How to find your confidence sweet spot:

  1. Take an inventory of your professional accomplishments. Be honest with yourself. Be proud of yourself. Self-awareness is the first step in identifying whether you fall on the arrogant or the self-deprecatory side of the spectrum.
  2. Record yourself talking about your accomplishments. Then play it back so you can hear how you are coming across. Does it sound like bragging to you? Or perhaps you are actually downplaying the work you put into a project? Neither scenario is ideal, but if you are able to identify it, you can modify your message and practice a new approach to telling your story. One that is genuine and strikes a healthy balance between what you accomplished, while giving credit where due.
  3. Observe others.
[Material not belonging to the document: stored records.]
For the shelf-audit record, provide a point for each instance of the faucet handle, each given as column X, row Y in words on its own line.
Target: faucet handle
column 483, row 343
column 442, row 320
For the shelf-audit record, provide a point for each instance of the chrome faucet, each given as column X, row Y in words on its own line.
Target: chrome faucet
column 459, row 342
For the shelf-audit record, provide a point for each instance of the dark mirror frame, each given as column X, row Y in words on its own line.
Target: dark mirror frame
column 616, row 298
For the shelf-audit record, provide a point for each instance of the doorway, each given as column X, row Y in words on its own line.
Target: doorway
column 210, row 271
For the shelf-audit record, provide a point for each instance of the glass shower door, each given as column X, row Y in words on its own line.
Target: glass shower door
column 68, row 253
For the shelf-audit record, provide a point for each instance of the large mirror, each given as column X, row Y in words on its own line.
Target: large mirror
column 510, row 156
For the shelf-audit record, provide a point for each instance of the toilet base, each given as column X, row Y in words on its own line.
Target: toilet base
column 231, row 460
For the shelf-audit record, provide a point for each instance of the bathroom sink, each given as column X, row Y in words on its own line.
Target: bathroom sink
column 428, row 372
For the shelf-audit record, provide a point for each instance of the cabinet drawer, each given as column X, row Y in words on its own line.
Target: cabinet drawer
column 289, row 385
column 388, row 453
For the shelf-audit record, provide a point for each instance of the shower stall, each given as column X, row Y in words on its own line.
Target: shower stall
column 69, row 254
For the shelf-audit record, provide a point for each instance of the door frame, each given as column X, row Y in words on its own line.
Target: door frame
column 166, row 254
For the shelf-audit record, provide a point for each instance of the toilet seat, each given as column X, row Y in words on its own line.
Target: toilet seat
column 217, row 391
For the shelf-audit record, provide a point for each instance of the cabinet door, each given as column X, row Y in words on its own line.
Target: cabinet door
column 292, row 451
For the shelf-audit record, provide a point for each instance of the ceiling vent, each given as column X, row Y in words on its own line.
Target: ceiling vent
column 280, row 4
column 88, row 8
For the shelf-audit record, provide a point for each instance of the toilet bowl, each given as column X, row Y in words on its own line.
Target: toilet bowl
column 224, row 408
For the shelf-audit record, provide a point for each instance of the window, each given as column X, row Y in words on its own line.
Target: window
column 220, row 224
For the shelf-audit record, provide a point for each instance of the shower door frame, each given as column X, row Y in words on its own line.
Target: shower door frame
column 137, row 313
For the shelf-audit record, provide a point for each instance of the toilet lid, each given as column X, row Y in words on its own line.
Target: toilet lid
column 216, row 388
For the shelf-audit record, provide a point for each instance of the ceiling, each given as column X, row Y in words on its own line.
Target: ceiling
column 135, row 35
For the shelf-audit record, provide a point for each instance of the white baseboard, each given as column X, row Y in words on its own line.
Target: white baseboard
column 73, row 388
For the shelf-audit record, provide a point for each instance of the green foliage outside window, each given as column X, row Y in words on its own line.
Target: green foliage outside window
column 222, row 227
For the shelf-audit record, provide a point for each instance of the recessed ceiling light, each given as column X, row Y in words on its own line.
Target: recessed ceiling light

Seek out and observe people with the right level of confidence and write down your observations. It always helps in defining what the right level of confidence is for you.
  4. Ask a friend or two to be candid with you. Look at yourself through their eyes. Put your pride to the side and take note of any areas they identify where you could make improvements. This is sometimes very difficult and hard to hear, but if you really listen, it can be invaluable feedback.
  5. Be willing to take responsibility, but not too much. Arrogant people don’t like to take any responsibility, while confident people admit their error, and create an action plan to remedy the error.

Above all, be genuine and honest with not only everyone else, but perhaps most importantly -- to yourself. When you are able to see yourself objectively, both the positive and the negative, then you can speak confidently -- and with the right amount of humility -- during your next interview or conversation with a recruiter.